Done with season 3 disc 3. This contains the two scores, "The Enterprise Incident" and "Plato's Stepchildren," that I'd convinced myself were ghostwritten for Alexander Courage by my father's former teacher (and Courage's former classmate) Scott Huston. (See earlier in the thread for that discussion. With help from other posters, I now think Huston probably just helped out with some uncredited orchestrations, a common practice, and it got misremembered or misinterpreted somewhere along the line. Someday I should track down that Cincinnati Enquirer article from the early '80s where Huston talked about it.) One reason I find it credible that they were ghosted is because the style seemed different to me -- I never really pinned down how, but I guess I felt they were more melodic and lyrical, less avant-garde, less exotic in orchestration.

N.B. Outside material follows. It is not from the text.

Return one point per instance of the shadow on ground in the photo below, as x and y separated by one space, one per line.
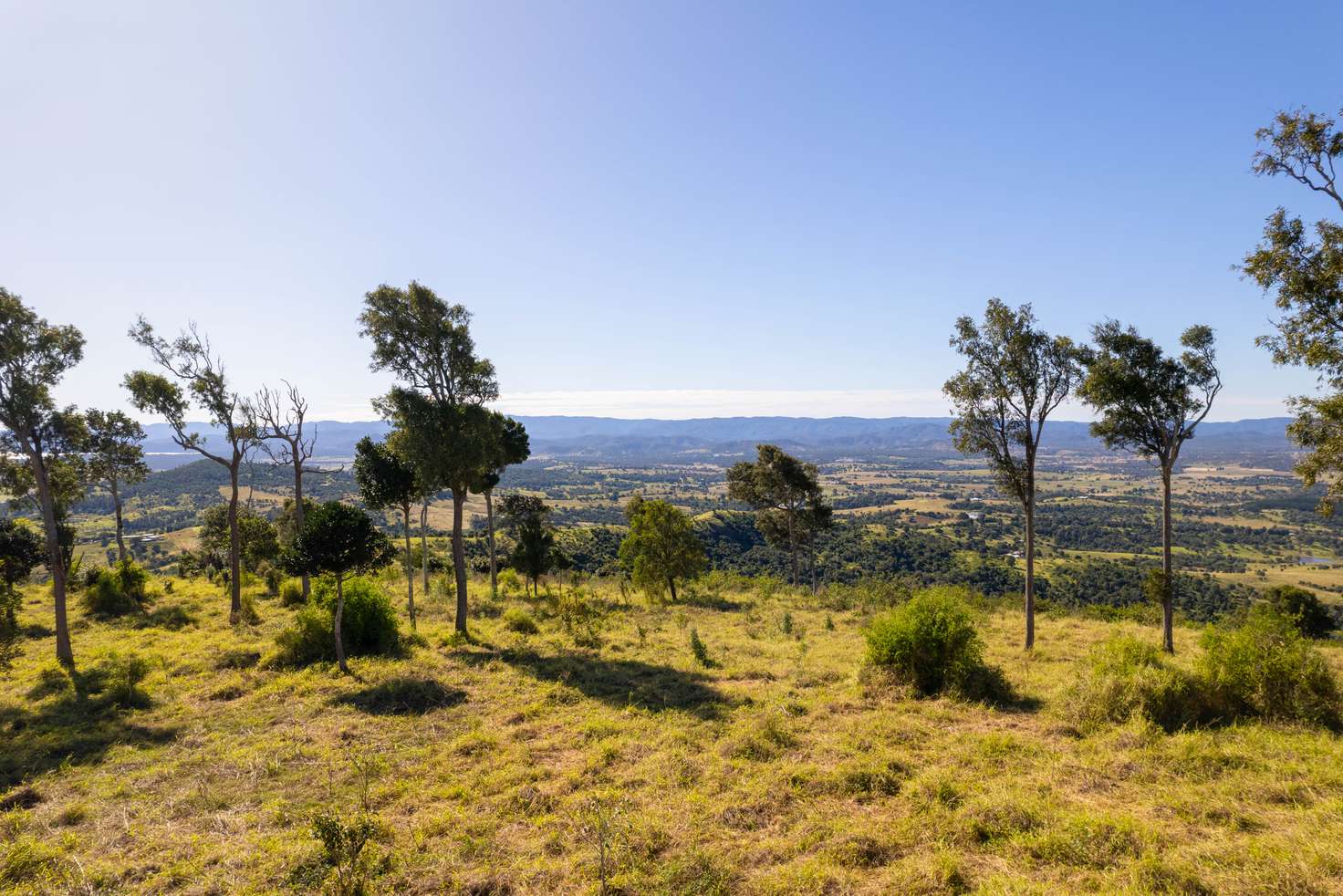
620 682
404 696
85 717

Anyway, listening now, although they do have those characteristics, I can hear more details that make it obvious they are Courage's own work. The "Enterprise Incident" score in particular is very much of a piece with his pilot and first-season work. There are moments where the treatment of the Romulan Commander's love theme strongly evokes Vina's theme from "The Cage," and the edgy, off-balance music in the first half of the episode often shares similarities in orchestration and approach to the "Man Trap" and "Naked Time" scores. "Plato's" sounds more distinct from those first-season scores to me, but its similarities to the "Incident" score are strong (I note that they both were orchestrated for essentially the same ensemble, save for "Plato's" having one more woodwind performer -- though the specific musicians weren't all the same people in both cases).
There are moments in both of these scores I quite like, but I'd say "Plato's Stepchildren" is my favorite of the two. The powerful treatment of "Captain's Theme" at the end of "Dancing Spock" is one of my favorite moments, but the final cue of the episode, "The Little Visitor," is one of the finest closing fanfares in the entire series.
Nice to hear the Orion dance from "Whom Gods Destroy" again, because it filled my mind with pleasant memories of Yvonne Craig. I wish she'd been the one in the accompanying picture instead of Steve Ihnat.
And oh, man, those "Way to Eden" songs. Those... are... just... so... very... sixties. But in their own way, they work. I feel the episode itself was a hamfisted and rather clueless treatment of the counterculture movement (it was never really clear what they were protesting or whether they had legitimate criticisms of the 23rd-century world, and they were all just dupes for a terrorist and their Edenic goal turned out to be a fool's dream), but the songs come closer to capturing the feel of '60s protest songs and counterculture ideals, or at least it seems so to me. And "Hey, Out There" has kind of a nice message that isn't too bizarrely conveyed.
Although I still don't think "Eat all the fruit and throw away the rind" is a line that works particularly well. Feels like Napier and his collaborators were kind of flailing around for a rhyme there.
Oh, speaking of songs, "Maiden Wine" is one hell of a cynical one, isn't it? "Watch out, girls, 'cause all men are sexual predators who'll take advantage of you." Also, I'm disappointed we didn't get Alexander's "Brek-kek-kek-kek, ko-ax" at the end of "The Frog." I mean, that's what it's named for -- that was what the chorus of Frogs sung in Aristophanes's comedy The Frogs. So presumably that was supposed to be part of the song.